Sedangkan makna Kompetitif adalah :
a. Berkepribadian unggul.
b. Bersemangat tinggi.
c. Mandiri.
d. Pantang Menyerah.
e. Membangun dan membina jejaring.
30
f. Bersahabat dengan perubahan.
g. Inovatif dan menjadi agen perubahan.
h. Produktif dan sadar mutu.
i. Berorientasi global.
j. Pembelajaran sepanjang hayat.
Pada dasarnya visi Depdiknas tersebut menekankan pada pendidikan yang
dapat mentransformasikan dari masyarakat yang sedang berkembang menuju ke
masyarakat madani, pendidikan harus terus menerus dilakukan dengan mengikuti
perkembangan dan perubahan jaman.Untuk mewujudkan visinya Departemen
Pendidikan Nasional memiliki 3 pilar pembangunan pendidikan yaitu :1).
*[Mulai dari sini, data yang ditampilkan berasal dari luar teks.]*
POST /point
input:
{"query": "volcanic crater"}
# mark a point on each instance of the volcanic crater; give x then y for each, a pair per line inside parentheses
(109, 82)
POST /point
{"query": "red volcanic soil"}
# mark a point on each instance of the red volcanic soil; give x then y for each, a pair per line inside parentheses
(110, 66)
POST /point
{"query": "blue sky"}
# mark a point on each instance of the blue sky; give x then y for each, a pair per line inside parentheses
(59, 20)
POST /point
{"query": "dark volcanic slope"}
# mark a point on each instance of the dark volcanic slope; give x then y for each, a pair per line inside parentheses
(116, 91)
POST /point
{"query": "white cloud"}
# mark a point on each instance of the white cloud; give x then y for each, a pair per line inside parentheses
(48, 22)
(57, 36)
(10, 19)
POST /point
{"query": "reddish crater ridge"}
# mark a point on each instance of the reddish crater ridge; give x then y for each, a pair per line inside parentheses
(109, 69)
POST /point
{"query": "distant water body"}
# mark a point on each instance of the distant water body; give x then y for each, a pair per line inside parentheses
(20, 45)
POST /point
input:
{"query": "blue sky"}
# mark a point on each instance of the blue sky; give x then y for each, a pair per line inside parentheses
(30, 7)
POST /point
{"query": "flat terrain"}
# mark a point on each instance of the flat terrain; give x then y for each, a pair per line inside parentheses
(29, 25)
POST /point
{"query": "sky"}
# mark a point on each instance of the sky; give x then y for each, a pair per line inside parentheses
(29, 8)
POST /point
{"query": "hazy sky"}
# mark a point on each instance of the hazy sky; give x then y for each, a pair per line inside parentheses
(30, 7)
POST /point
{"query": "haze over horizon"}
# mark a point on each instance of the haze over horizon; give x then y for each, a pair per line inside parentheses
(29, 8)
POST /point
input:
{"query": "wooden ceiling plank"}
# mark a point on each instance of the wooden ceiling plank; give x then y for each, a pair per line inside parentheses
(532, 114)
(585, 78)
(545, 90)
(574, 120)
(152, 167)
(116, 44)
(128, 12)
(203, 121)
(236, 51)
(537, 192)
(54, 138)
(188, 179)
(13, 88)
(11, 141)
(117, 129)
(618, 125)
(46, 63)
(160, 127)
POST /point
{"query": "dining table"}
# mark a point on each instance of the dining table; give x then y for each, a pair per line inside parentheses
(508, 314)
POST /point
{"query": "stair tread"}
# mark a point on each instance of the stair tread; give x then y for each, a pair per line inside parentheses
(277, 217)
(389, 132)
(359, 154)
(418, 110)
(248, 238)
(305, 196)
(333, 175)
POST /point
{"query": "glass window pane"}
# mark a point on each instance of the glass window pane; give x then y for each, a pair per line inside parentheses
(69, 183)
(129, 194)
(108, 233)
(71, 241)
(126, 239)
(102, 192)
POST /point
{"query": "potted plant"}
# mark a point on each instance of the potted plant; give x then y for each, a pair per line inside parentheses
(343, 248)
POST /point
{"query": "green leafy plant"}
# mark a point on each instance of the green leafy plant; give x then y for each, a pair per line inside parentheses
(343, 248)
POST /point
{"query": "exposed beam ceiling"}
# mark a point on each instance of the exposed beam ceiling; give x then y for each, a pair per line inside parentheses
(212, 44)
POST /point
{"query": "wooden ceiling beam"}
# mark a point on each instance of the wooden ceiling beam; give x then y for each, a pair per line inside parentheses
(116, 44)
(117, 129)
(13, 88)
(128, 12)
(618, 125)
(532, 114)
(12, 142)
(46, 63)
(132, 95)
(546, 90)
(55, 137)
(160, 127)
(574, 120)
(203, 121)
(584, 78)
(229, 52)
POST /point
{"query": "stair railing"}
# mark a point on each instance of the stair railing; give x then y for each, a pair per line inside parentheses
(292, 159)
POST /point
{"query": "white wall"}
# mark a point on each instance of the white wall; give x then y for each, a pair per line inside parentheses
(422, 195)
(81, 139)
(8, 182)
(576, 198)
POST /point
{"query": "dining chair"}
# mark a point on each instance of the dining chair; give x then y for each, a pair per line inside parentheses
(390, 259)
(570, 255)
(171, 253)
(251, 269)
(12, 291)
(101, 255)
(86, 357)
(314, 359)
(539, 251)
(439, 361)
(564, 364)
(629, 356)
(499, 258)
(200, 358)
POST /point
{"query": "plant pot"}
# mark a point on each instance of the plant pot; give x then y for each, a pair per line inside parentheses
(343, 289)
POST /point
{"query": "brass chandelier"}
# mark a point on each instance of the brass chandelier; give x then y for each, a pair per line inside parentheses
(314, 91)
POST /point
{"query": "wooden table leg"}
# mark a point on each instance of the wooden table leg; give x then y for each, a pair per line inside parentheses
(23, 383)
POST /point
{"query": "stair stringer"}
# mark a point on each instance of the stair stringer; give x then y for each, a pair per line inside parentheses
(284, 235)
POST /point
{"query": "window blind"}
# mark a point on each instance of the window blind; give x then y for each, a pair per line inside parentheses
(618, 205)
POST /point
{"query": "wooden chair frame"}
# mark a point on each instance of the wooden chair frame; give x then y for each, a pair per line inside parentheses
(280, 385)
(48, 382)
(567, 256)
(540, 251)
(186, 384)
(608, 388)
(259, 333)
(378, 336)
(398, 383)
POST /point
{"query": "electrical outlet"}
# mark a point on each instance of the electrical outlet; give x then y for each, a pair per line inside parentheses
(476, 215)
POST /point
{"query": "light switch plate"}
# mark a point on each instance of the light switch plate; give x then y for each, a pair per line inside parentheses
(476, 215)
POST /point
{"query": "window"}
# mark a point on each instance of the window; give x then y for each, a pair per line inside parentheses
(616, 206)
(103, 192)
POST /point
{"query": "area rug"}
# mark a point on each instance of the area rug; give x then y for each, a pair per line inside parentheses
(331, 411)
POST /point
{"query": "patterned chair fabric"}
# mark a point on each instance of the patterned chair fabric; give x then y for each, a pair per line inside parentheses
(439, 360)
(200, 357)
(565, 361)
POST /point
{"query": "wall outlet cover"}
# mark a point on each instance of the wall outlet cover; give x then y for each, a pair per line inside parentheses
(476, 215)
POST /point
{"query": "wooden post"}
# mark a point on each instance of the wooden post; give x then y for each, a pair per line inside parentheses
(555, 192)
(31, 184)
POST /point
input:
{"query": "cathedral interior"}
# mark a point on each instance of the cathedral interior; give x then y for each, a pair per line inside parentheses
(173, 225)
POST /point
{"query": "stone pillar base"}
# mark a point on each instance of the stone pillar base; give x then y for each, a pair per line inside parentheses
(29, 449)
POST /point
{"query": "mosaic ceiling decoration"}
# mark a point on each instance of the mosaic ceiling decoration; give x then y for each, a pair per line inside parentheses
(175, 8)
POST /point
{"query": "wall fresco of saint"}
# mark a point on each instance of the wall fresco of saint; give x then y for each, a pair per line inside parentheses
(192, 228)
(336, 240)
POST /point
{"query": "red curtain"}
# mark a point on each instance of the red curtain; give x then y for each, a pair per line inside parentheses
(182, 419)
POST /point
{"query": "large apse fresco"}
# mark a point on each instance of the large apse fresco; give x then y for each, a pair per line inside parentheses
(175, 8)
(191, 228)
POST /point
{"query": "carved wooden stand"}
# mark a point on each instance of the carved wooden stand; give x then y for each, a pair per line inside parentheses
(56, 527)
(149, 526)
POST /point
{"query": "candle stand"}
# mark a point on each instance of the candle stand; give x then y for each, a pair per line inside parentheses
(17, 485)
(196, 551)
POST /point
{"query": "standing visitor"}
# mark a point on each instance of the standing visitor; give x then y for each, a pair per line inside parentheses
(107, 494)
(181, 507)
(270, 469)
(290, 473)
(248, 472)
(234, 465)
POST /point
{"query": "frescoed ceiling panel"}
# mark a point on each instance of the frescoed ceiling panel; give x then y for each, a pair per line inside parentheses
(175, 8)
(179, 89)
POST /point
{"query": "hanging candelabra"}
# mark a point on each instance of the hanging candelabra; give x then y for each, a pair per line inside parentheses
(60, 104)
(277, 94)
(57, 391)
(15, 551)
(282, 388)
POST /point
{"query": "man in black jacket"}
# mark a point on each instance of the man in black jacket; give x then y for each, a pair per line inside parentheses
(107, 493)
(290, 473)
Pemerataan dan perluasan akses. 2). Peningkatan mutu dan relevansi serta daya
saing keluaran pendidikan. 3). Peningkatan tata kelola, akuntabilitas dan citra
publik pengelolaan pendidikan.
Pendidikan yang berkualitas dapat diwujudkan jika ditopang oleh beberapa
faktor yaitu :1). Kurikulum yang berkelanjutan. 2). Kualitas guru yang memadai.
3). Prasarana dan sarana terbangun terjaga dan berkembang terus 4). Manajemen
pengelolaan yang baik, transparan dan akuntabel sehingga menimbulkan
pencitraan publik yang positif.
Dengan adannya visi dari Depdiknas tentang Insan Cerdas yang Kompetitif,
saya setuju dengan visi tersebut jika dapat dilaksanakan dan di implementasikan
dengan baik, karena visi itu dapat mengarahkan bangsa Indonesia kearah yang
lebih dan memiliki daya saing yang tinggi dengan bangsa lain.
31
BAB III
METODOLOGI PENELITIAN
3.1 Pendekatan yang digunakan
Fokus penelitian ini adalah untuk mengungkap sejauh mana Implementasi
Pelaksanaan Otonomi Daerah Dalam Konteks Desentralisasi Pembangunan
Terhadap Perencanaan Pendidikan Di Kabupaten Kepulauan Sangihe.
Oleh karena itu untuk mendapatkan data yang lengkap, mendalam dan
memberi jawaban yang tepat terhadap masalah yang akan diteliti digunakan
penelitian kualitatif. Gambaran karakteristik yang dijelaskan tersebut sesuai
dengan maksud dari penelitian ini, karena yang diamati adalah Implementasi
Pelaksanaan Otonomi Daerah Dalam Konteks Desentralisasi Pembangunan
Terhadap Perencanaan Pendidikan Di Kabupaten Kepulauan Sangihe.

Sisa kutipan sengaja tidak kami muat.